11)  All’inizio dell’intervista abbiamo parlato della relazione intercorrente tra le forme d’arte e la musica industriale. Parlando della relazione tra questa musica e il concetto di informazione, considerate come due linee che corrono sullo stesso binario, esiste una relazione tra la musica e le forme di new media art come la Computer Art, l’Interactive art e le forme d’arte basate sulla Realtà Virtuale e su quella Aumentata? Band come i Front line assembly e, in generale, quelle electro industrial, hanno sempre generato domande per così dire “distopiche”. Attualmente, la musica industriale sta intrattenendo un qualche tipo di rapporto con quello che queste forme d’arte stanno attualmente producendo (facendo un esempio, mondi virtuali sempre più realistici e applicazioni basate sulla realtà aumentata)? Esiste un punto di congiunzione tra questi due mondi?

Penso che, storicamente, ci siano stati molti punti di intersezione. Spero che ne esistano anche oggi ma, poichè oggi le sottoculture possono congregarsi così velocemente e in maniera così ristretta, mi preoccupa il fatto che non ci sia tutto questo dialogo tra loro. La scena della musica industriale può sembrare piuttosto ristretta e, mentre si sovrappose molte volte all’arte concettuale (da una parte) e alla cultura dell’hacking (dall’altra), penso che gli artisti concettuali abbiano largamente sviluppato la loro sound art (per esempio le installazioni sonore, i field recordings) e che gli hackers abbiano intrapreso la direzione del corporativismo (per esempio, la cultura del brogrammer). Forse possiamo lavorare per cambiare quello che sta avvenendo.

12) Quale pensi che sarà il futuro della musica industriale e quale messaggio pensi che potrà esprimere? Raccontaci il tuo punto di vista.

Ne parlo nel capitolo conclusivo di Assimilate – che, sì, i tuoi lettori dovrebbero acquistare! Penso che la musica industriale voglia fare qualcosa di utile per il mondo, dobbiamo chiedere come smantellare le Macchine di controllo nel 2015. Quali suoni, immagini e idee sono dominanti nella cultura? Come li possiamo sovvertire? Penso che la musica industriale abbia bisogno di volere abbandonare la sua vecchia estetica legata alla Seconda Guerra Mondiale ed entrare in relazione con le sfide moderne: la privacy, l’onnipresenza della pubblicità, l’esternalizzazione di una parte delle attività personali (crowdsourcing), il razzismo e la post-scarsità (dove per scarsità si intende il fondamentale problema economico per cui le persone richiedono al mondo più di quanto le sue risorse possano offirgli).

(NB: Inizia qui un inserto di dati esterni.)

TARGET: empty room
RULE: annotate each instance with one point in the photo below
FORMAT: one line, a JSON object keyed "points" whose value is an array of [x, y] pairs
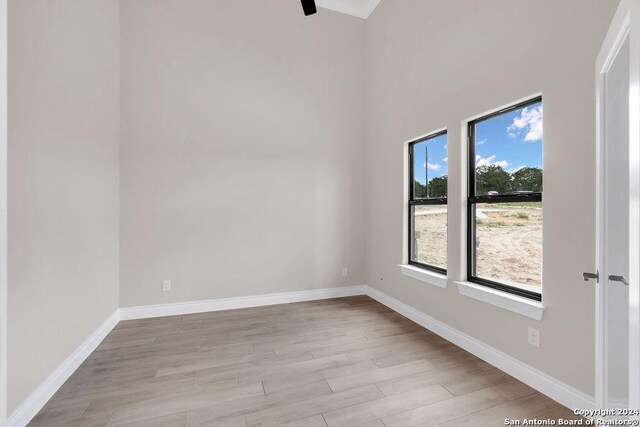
{"points": [[245, 213]]}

Se facciamo musica non solo per esprimere una danza rabbiosa ma anche per nascondere le bugie ed esporre le verità, la musica industriale si può rivelare davvero importante.

13) Grazie mille per il tempo che ci hai dedicato, saluta i nostri lettori e invitali ad acquistare il tuo libro!

Grazie mille per aver parlato con me e, oltre al mio libro, ascoltate il mio nuovo progetto SEEMING.